Cecilia Díaz hace referencia a la empatía como una posible explicación a este “nuevo” tipo de relaciones que nos pone en el mismo nivel a humanos y animales no humanos. “Posiblemente antes, los humanos reconocíamos el sufrimiento sólo en nuestra misma especie, pero ahora estamos viendo que en las otras especies también hay sufrimiento. Entonces esa empatía que sentimos por los animales nos lleva también a su cuidado”.
Tal vez por esto ahora optamos por educación para nuestros perros, en vez de adiestramiento, y lo hacemos usando refuerzos positivos en lugar de castigos físicos. Ya no buscamos ser “el líder de la manada” ni hacerlos obedecer por temor, sino crear un vínculo de confianza en el que perros y humanos disfrutemos la compañía mutua. Es cierto que todavía muchos animales son abandonados y maltratados, y que los albergues están llenos de perros que alguna vez fueron regalos de navidad, pero me alegra saber que hay una tendencia a reconocerlos como seres que merecen respeto y cuidado.
El día que adoptamos a Chiripa estaba lloviendo y hacía mucho frío. Cuando entramos al corral en el que estaba él, muchos perros salieron a saludarnos, saltaron, ladraron, movieron su cola con la energía de un ventilador. Él permaneció en su lugar, acostado en forma de bolita y cuando se calmó el alboroto se acercó a Andrés y le lamió una mano. Desde ese momento hay un vínculo claro entre ellos dos: juegan y pasean como amigos. A mí me ha costado más afianzar ese lazo, he tenido que trabajarlo, pero sé que ha crecido. Hasta podría decir que ahora ve en mí una figura de protección.
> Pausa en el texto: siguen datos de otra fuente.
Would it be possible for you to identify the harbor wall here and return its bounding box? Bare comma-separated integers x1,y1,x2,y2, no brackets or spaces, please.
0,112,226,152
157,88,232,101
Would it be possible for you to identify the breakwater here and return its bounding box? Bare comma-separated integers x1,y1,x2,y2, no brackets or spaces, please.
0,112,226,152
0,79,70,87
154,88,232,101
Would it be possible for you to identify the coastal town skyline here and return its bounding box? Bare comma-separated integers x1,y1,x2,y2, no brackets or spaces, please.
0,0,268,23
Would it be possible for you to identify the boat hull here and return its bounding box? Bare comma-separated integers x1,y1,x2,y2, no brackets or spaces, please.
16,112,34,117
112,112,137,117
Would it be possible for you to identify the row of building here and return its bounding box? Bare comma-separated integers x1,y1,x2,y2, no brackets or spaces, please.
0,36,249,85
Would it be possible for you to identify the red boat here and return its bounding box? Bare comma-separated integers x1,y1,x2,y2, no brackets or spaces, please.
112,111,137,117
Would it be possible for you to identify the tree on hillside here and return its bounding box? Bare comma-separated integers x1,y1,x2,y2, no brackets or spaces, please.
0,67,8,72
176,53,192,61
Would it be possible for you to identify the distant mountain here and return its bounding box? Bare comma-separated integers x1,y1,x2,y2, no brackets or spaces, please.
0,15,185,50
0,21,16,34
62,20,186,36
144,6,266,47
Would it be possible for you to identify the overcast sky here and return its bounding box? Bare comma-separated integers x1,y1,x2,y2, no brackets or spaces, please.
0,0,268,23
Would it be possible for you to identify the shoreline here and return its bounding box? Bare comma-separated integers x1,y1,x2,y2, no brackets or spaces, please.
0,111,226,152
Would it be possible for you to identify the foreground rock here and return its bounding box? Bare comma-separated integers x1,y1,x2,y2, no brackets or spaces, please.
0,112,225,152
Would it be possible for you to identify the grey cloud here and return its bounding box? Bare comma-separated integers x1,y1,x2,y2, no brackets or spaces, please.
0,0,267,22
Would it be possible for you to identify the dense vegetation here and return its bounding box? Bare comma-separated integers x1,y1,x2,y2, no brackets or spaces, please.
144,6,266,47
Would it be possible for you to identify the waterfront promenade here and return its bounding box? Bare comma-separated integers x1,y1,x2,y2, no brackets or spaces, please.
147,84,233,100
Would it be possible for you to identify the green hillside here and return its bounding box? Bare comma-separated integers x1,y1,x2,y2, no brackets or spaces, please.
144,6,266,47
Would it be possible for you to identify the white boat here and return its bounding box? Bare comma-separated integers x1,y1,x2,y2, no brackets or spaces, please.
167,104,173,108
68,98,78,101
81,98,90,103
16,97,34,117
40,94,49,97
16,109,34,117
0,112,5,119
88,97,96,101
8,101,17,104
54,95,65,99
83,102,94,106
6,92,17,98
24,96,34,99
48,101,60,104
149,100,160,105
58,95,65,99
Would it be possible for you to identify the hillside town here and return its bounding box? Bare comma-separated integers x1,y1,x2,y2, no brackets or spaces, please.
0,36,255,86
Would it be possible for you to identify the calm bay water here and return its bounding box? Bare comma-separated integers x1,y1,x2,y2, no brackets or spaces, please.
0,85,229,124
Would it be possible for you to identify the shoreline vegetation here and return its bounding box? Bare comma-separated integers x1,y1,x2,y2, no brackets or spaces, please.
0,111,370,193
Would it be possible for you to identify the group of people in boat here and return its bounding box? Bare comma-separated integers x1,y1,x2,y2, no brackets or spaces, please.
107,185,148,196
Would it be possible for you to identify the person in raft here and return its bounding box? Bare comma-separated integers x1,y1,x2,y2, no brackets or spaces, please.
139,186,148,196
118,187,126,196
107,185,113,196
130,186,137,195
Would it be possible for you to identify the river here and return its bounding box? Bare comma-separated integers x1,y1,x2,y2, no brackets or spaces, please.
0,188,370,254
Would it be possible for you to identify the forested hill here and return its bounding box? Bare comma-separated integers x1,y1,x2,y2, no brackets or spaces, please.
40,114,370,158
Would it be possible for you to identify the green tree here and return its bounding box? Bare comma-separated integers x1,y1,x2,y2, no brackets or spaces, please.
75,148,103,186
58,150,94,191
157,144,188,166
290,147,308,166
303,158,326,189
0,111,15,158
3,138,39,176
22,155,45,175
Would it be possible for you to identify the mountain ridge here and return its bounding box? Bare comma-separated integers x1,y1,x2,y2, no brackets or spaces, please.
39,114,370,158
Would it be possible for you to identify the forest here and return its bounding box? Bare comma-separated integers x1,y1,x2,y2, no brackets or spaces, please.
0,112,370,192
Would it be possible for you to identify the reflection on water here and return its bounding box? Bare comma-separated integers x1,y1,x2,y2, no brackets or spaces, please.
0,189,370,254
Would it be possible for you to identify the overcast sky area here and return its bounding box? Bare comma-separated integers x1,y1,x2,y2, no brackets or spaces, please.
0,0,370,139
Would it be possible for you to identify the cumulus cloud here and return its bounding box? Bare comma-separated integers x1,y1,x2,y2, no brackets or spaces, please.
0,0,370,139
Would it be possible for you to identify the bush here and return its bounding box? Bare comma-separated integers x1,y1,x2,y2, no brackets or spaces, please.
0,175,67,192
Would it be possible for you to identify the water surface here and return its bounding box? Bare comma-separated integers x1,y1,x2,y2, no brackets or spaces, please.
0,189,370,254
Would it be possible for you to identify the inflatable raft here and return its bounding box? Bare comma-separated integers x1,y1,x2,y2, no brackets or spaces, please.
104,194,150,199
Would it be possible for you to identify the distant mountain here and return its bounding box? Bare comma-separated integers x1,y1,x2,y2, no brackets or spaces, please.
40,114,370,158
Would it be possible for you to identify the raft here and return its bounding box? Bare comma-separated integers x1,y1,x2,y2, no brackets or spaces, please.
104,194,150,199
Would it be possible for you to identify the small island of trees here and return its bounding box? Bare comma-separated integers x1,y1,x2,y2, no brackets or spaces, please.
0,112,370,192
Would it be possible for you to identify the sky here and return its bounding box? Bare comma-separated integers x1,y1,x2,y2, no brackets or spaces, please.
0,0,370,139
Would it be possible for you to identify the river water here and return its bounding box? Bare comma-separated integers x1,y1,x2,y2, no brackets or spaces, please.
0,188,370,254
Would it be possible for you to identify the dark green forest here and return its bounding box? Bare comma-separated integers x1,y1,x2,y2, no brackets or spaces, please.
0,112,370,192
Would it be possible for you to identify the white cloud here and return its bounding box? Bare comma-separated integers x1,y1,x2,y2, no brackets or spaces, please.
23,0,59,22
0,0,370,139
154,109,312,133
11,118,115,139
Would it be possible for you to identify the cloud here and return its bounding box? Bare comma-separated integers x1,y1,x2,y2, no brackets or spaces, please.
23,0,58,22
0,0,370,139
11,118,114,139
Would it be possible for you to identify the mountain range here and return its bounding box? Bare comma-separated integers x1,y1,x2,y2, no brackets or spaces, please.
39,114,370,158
Me da alegría cuando pienso en esa vida que cambiamos. Entre el corral frío que compartía con casi veinte perros y la cama cómoda y caliente que ahora tiene hay una diferencia enorme. Pero solemos pensar solamente en cómo nosotros cambiamos la vida de ellos y se nos olvida reconocer cuánto cambia nuestra vida cuando la compartimos con un perro. “Cuando, inconscientemente, los primeros seres humanos decidieron domesticar a los lobos de su alrededor, cambiaron el curso del desarrollo de la especie”, dice Alexandra Horowitz, especialista en comportamiento animal y cognición canina, en su libro Mi perro y yo, y agrega que esa relación es “algo que ha mudado el devenir del Homo sapiens”.
Hoy al final de la tarde fuimos al parque. Observé con más atención que otros días sus movimientos, su interacción con otros perros. Lo vi bajar sus patas delanteras y dejar la nalga levantada moviendo la cola de lado a lado para invitar a otro perro a jugar. Lo vi saltando como un cervatillo entre las hojas altas del jardín. Lo vi correr rápidamente y me preocupé cuando pensé que se había raspado una rodilla cuando otro perro le interrumpió la carrera. Jugó con Maggie y saludó a Petra. Miró las copas de los árboles buscando ardillas. Se alejó de nosotros y regresó esperando un premio por responder a nuestro llamado. Hoy es, sin duda, un perro con mucha más confianza que cuando entró a nuestra casa por primera vez. Sabe que está con nosotros y me gusta pensar que siente que esta es su familia. Por mi parte, ya no hay ninguna duda de que lo quiero en mi vida para siempre, con todo y las dificultades que traiga. No sé qué clase de amor será, pero elijo la certeza que me dan las palabras de Alexandra Horowitz: “Ya nunca más irás sola por la acera”.